All of this does not suddenly mean the West Indies will win the
World Cup.
England in May and early June is not the Caribbean in April, the
middle order is still a worry with Stuart Williams and Keith
Arthurton short of confidence, form and, frankly, class; the
Australians have been without Glen McGrath, and the tactics have
sometimes been baffling.
But they will be going as a confident, closely-knit team capable
of beating the best. To have suggested that two months ago would
have merited a couple of sessions on Rudi Webster's couch.
Bourda madness
THE madness that, yet again, engulfed Bourda on Wednesday was
the inevitable consequence of the overcrowding, impotent
security and deficient planning that has always been the bane of
almost every cricket ground in the Caribbean.

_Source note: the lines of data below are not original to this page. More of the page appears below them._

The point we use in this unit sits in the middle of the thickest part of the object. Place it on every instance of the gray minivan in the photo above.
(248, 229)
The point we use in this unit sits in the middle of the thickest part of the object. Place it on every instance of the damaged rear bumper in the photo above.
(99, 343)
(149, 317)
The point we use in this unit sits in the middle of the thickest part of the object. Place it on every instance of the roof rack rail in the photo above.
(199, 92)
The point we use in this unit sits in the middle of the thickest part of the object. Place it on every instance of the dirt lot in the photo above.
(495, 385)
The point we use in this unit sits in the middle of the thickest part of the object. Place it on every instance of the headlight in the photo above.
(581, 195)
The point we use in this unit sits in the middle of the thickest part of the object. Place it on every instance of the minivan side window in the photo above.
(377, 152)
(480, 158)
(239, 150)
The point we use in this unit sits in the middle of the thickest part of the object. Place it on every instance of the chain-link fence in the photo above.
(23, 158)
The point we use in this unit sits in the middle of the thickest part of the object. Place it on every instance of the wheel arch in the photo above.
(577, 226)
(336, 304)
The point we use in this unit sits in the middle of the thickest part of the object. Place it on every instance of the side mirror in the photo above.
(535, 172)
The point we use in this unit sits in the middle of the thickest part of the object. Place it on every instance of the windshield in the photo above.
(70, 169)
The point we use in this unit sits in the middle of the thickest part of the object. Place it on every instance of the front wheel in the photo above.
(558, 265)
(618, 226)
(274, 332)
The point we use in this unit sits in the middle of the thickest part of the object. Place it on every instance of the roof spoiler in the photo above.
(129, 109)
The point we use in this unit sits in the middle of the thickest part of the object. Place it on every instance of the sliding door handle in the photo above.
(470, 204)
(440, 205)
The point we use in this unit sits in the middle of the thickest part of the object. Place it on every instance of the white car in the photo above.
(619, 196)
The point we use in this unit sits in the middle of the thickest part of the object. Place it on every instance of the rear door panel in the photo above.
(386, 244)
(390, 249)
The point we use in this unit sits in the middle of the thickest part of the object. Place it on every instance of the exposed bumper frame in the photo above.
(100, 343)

Such scenes have been repeated season after season from Sabina
to Bourda, if not at the same critical stage of the match.
Players have been pummelled, umpires upended and television
staff set upon in the mayhem.
In the second Test, the West Indies captain even had to seek
sanctuary from the marauding masses in the the sanctuary of the
dressing room.
It has to stop before a player, or umpire, is seriously injured,
even killed.
But, short of erecting barbed wire fences, digging
aligator-filled moats, calling in the Israeli Army or banning
international cricket, or crowds, altogether, the certainty is
that there will be more Bourdas in the future.
Of all the venues, only the Queen's Park Oval is designed to
hold more than 20 000 spectators. Nearly that number somehow
squeeze themselves into the others, disasters waiting to happen.
Every time I watch cricket at Arnos Vale, with the ground
spectators, pressed up against the rails, frightening images of
the Hillsborough soccer tragedy in England 10 years ago flash
before me.
At Bourda on Wednesday, the flimsy, rusty, corrugated roof of
one of the stands stood between hundreds of illegal spectators
above and the instant maiming, even death, of hundreds more
below.
The answer, of course, is to do what Grenada has done, construct
new stadiums, or at least modernise existing facilities, so that
spectators can watch in comfort and safety and players are
properly protected.
That was the upshot of the Hillsborough soccer catastrophe in
England - and we should not have to wait for deaths in our
grounds to follow suit.
If fact, had it been international football under the direction
of FIFA, and not cricket, West Indians would not be grumbling
about having to make do with a tie. The match would have been
awarded to the opposition and the ground subject to a lengthy
ban.
That, indeed, may be the way to deal with the hooliganism.